Through visual illusions and contrasting mixed languages, Emilie Fitzgerald’s work investigates the balance between subject-matter and surface-matter.

Using Winnicott’s theory of transitional phenomena, Emilie uses nostalgic and often kitsch imagery with reference to fairy tales and children’s stories, exploring themes of temptation, seduction and deception through symbolic food and landscapes.

Combining different visual languages in a pastiche approach to painting, Emilie often transcribes archetypal images from artists like Paul Cezanne, Salvador Dali and Matisse, contrasting these against Bob Ross landscapes and children’s illustrations as well as photography and digital art.

Emilie creates a level of visual ambiguity that questions what is real and what is artificial; what is found and what is created. In a layered, fragmentary approach to making, different ways of painting are combined to expose the materiality of the other, referencing artists such as David Salle and Laura Owens.

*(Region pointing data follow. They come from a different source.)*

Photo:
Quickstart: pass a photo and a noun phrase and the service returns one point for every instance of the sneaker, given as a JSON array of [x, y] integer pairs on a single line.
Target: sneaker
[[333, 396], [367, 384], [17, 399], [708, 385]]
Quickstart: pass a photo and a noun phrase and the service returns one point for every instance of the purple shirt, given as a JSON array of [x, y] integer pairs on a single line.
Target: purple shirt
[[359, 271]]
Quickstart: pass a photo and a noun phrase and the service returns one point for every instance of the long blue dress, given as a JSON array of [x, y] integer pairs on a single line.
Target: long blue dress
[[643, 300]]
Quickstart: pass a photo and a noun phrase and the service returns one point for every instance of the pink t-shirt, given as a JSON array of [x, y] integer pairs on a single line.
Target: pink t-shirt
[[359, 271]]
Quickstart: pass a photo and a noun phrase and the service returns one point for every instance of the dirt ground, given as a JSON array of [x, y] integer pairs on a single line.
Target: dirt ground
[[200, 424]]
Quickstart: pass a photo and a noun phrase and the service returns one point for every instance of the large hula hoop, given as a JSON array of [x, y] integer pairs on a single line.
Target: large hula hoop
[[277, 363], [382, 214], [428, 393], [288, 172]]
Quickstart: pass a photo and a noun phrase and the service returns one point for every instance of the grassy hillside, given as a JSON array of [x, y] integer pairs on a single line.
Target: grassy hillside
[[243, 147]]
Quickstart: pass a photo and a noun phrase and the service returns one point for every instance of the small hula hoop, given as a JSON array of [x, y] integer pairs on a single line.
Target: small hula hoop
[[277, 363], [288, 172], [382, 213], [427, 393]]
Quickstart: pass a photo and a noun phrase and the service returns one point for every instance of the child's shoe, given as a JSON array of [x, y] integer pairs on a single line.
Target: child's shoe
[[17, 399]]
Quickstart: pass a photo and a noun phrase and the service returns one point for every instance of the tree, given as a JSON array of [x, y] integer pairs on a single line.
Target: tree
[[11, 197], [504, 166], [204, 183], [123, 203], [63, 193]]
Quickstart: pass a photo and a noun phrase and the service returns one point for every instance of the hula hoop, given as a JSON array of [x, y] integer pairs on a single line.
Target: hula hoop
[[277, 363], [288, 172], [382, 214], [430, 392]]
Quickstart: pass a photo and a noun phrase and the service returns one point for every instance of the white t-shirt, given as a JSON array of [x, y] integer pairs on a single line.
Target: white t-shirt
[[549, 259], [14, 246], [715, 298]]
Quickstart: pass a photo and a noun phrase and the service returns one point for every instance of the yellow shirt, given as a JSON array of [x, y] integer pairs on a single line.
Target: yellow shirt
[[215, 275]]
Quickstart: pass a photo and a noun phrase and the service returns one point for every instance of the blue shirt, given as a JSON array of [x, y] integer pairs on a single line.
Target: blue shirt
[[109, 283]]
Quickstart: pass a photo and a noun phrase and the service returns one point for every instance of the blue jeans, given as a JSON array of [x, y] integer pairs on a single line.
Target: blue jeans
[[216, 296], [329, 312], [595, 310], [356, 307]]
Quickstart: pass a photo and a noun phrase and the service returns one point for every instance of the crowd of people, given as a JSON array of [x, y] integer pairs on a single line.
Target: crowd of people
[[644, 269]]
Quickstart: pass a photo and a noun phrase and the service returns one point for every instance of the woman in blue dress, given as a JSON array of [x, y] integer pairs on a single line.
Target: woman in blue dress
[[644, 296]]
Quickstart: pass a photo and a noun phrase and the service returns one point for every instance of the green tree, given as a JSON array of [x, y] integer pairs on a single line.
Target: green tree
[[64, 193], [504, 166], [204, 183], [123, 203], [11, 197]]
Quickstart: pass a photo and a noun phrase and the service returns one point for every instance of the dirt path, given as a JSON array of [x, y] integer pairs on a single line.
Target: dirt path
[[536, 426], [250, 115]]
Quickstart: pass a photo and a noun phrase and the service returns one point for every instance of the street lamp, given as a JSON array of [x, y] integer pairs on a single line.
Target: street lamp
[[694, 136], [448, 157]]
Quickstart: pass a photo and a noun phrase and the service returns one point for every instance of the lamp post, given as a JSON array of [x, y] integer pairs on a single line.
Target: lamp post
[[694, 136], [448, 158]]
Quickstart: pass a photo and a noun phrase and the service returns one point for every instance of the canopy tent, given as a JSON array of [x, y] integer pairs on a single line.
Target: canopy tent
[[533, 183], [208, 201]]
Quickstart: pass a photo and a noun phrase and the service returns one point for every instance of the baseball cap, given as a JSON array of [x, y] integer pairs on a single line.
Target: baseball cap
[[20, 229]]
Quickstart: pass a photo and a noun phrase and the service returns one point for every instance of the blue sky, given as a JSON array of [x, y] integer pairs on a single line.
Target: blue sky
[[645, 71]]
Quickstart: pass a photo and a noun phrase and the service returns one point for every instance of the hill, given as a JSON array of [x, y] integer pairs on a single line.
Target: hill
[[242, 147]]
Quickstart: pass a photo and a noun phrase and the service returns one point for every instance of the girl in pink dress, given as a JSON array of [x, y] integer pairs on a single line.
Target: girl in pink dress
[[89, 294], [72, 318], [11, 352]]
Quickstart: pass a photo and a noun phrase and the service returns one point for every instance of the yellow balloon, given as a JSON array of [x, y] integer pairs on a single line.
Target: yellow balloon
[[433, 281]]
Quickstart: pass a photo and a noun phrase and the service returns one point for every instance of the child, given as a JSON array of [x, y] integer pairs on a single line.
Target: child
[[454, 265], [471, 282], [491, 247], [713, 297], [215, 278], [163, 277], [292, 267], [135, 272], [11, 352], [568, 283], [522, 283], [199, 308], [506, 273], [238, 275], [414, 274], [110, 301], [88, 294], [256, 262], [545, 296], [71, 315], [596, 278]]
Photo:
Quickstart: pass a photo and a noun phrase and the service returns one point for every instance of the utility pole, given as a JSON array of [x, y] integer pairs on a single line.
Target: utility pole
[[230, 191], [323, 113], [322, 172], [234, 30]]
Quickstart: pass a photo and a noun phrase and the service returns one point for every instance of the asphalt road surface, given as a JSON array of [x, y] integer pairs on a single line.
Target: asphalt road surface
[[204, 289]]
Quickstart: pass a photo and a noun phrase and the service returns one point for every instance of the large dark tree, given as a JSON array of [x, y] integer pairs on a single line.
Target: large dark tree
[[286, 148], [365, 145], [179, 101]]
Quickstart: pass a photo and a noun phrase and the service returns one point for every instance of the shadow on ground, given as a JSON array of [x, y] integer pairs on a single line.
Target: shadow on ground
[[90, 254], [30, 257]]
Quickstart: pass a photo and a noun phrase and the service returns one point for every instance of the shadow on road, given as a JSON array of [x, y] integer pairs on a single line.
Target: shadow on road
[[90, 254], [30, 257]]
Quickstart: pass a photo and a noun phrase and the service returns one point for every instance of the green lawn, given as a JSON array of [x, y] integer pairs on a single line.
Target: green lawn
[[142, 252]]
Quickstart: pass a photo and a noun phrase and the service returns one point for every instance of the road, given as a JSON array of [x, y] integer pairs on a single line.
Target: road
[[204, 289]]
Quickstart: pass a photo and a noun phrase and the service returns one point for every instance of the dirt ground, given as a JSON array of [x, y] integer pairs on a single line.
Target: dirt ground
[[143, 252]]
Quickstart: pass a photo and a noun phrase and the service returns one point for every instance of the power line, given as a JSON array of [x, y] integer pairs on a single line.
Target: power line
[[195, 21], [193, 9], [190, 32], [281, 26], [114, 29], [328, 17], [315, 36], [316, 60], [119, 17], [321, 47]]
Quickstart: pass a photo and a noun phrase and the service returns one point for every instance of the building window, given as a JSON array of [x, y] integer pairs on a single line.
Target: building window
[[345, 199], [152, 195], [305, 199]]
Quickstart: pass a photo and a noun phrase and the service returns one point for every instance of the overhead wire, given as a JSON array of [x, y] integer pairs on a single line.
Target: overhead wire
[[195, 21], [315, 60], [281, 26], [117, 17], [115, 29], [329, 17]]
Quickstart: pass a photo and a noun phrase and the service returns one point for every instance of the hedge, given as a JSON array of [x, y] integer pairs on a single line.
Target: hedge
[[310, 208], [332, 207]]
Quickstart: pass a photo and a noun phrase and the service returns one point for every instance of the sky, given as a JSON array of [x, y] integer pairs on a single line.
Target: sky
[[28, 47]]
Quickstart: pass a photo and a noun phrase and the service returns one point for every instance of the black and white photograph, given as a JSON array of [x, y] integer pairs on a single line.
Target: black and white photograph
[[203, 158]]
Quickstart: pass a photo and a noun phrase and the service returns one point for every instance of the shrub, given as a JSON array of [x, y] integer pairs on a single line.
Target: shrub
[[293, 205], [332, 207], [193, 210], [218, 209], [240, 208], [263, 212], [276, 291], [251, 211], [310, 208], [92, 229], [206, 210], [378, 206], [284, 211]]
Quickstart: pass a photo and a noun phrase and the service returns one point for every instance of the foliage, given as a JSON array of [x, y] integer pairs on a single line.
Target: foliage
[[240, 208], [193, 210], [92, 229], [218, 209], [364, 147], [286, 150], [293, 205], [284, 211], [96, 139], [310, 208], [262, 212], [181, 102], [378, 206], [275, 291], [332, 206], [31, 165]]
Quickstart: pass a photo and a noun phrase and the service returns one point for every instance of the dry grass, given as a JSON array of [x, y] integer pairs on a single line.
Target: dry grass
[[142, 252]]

In her work, photorealism sits next to a painterly brush mark and texture is used to create a trompe l’oeil effect. Illusions bring the surface-matter to the forefront, reminding the viewer that even the photographic elements are still just paint, whilst the objects, of which the spectator can relate to, brings the focus back on to the subject. As a result, neither the subject-matter nor the surface-matter is privileged over the other

Accolades

BA Fine Art, City & Guilds of London Art School, 2019.

Awards: Winner of The Clyde & Co Art Award, London 2019.

Group Exhibition: Exceptional, Collyer Bristow Gallery, London 2019.